The rest of the cast, including Thomas Hayden Church as Olive's English teacher Mr. Griffith (who teaches- you guessed it- Hawthorne's "The Scarlet Letter"), Lisa Kudrow as his guidance counselor wife and Malcolm McDowell as a cranky principal all contribute a lot and are fleshed out really well considering the amount of screen time they're given. You know a film's in good shape when even the stereotypical "gay best friend" isn't just comic relief and is developed enough that we actually kind of care what happens to him. Unfortunately, the same can't be said of Amanda Bynes' annoyingly screechy Marianne, a walking stereotype if there ever was one. In a tired religious fanaticism sub-plot that seems directly ripped from Saved! Bynes mugs and overacts as if she were still in Hairspray. That nonsense starkly contrasts the romantic subplot with Olive and her would-be boyfriend, "Woodchuck" Todd (Penn Badgley), so unobtrusively interwoven into the plot it almost feels invisible. Because both actors are such naturals on screen and the issue isn't shoved down our throats, when they do eventually get together it feels earned.
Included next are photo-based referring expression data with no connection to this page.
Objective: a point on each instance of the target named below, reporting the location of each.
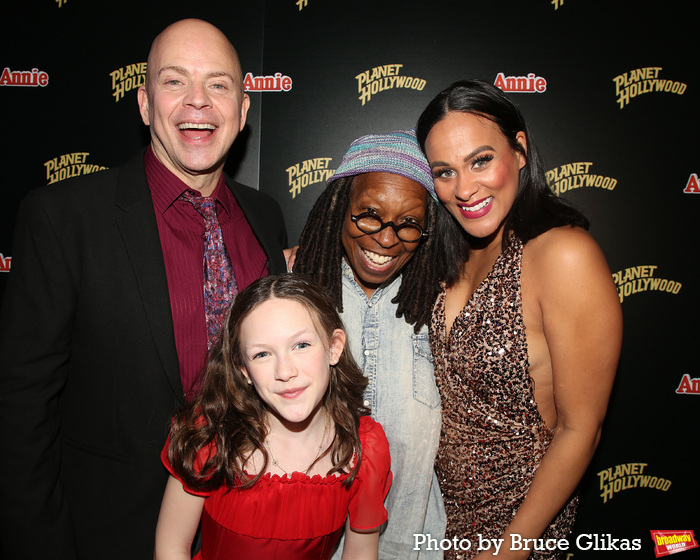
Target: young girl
(277, 455)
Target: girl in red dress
(277, 455)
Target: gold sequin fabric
(493, 437)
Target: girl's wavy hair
(227, 419)
(536, 209)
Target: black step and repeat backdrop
(610, 90)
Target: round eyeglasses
(369, 223)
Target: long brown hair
(228, 417)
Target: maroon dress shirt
(181, 230)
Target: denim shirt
(404, 399)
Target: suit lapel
(136, 220)
(259, 220)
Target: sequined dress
(493, 437)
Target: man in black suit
(103, 327)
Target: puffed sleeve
(366, 507)
(202, 457)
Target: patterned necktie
(219, 282)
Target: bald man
(103, 323)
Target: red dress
(297, 517)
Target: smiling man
(127, 273)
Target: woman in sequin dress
(526, 334)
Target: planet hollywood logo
(634, 83)
(521, 84)
(127, 78)
(308, 172)
(671, 542)
(69, 165)
(575, 175)
(24, 78)
(626, 476)
(383, 78)
(637, 279)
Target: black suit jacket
(90, 375)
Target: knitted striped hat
(396, 152)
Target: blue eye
(443, 173)
(482, 160)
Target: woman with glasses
(370, 241)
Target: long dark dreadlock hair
(320, 254)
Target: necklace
(276, 463)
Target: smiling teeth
(202, 126)
(376, 258)
(479, 206)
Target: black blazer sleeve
(36, 324)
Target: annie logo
(278, 82)
(670, 542)
(521, 84)
(24, 78)
(689, 386)
(5, 263)
(692, 186)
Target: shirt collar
(166, 187)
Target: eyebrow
(301, 333)
(469, 156)
(186, 72)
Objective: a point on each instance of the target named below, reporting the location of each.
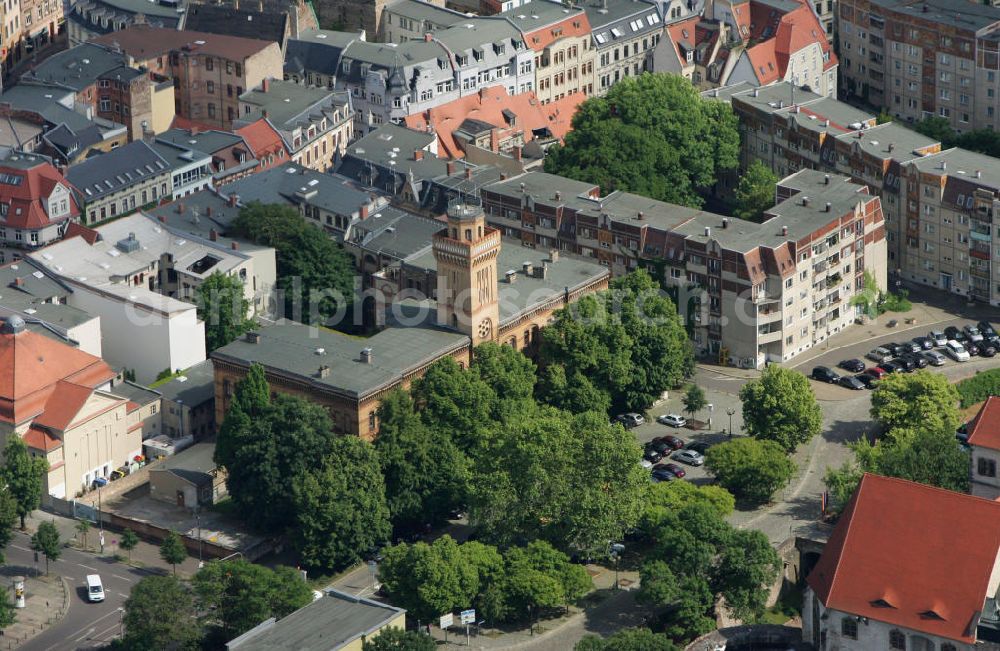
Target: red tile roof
(31, 366)
(27, 200)
(143, 42)
(41, 439)
(488, 105)
(913, 556)
(985, 431)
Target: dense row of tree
(917, 414)
(652, 135)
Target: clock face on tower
(485, 328)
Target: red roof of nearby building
(490, 105)
(143, 42)
(985, 430)
(911, 555)
(31, 367)
(27, 196)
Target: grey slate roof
(281, 184)
(115, 170)
(246, 23)
(292, 349)
(198, 387)
(323, 625)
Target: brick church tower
(466, 254)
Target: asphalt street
(86, 625)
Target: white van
(956, 351)
(95, 590)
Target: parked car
(879, 355)
(672, 467)
(934, 358)
(701, 447)
(630, 420)
(689, 457)
(673, 420)
(824, 374)
(662, 474)
(675, 442)
(851, 382)
(954, 334)
(852, 365)
(956, 351)
(973, 333)
(906, 365)
(870, 381)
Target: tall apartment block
(750, 293)
(918, 58)
(938, 205)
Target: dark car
(870, 381)
(675, 442)
(890, 367)
(851, 382)
(824, 374)
(701, 447)
(955, 333)
(852, 365)
(671, 467)
(904, 364)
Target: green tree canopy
(46, 540)
(223, 308)
(160, 614)
(755, 192)
(238, 595)
(396, 639)
(24, 476)
(425, 473)
(310, 264)
(535, 462)
(751, 469)
(652, 135)
(340, 509)
(781, 407)
(628, 341)
(915, 400)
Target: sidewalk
(144, 555)
(46, 602)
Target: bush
(979, 387)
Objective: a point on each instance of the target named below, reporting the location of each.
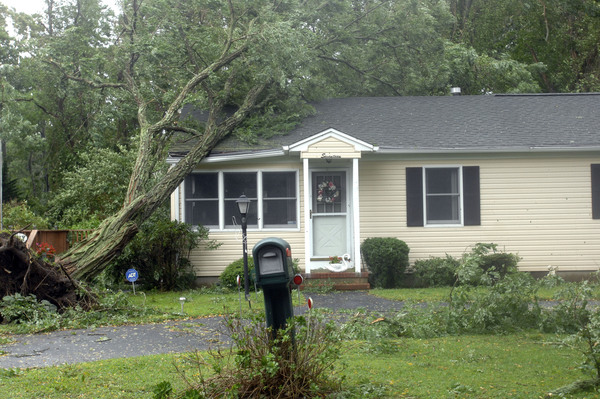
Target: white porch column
(356, 215)
(307, 211)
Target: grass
(202, 303)
(512, 366)
(441, 294)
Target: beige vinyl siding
(538, 207)
(210, 263)
(331, 145)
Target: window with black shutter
(443, 196)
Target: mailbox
(274, 270)
(273, 263)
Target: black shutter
(595, 191)
(472, 213)
(414, 197)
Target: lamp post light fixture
(243, 204)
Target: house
(440, 173)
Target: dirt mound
(21, 271)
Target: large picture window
(210, 199)
(442, 196)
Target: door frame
(351, 181)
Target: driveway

At one point Olive makes reference to the fact that she wishes her life were a John Hughes movie and we get a montage of '80's films like Say Anything, The Breakfast Club, Ferris Bueller's Day Off, Sixteen Candles and Can't Buy Me Love. The most frustrating aspect of Easy A is that in paying tribute to the spirit of those movies it has so many small moments where you think it can break free and match their quality, but it's always just a step behind Stone's comic brilliance. It's also drawn comparisons to Mean Girls but unlike many, I don't think the film has anything substantial or particularly subversive to say about fame or scandal since there isn't much of either present on a big enough scale. But even as the American Pie-type sex humor doesn't always mesh with the sweeter, more innocent tone, it's better at balancing them than could reasonably be expected. Honest and sincere in its intentions to a fault, here's a teen comedy so optimistic and lacking in cynicism that it not only acknowledges the hopeful possibility that high schoolers would be shocked that a classmate is having sex, but also thinks highly enough of them to believe they've actually seen a John Hughes movie.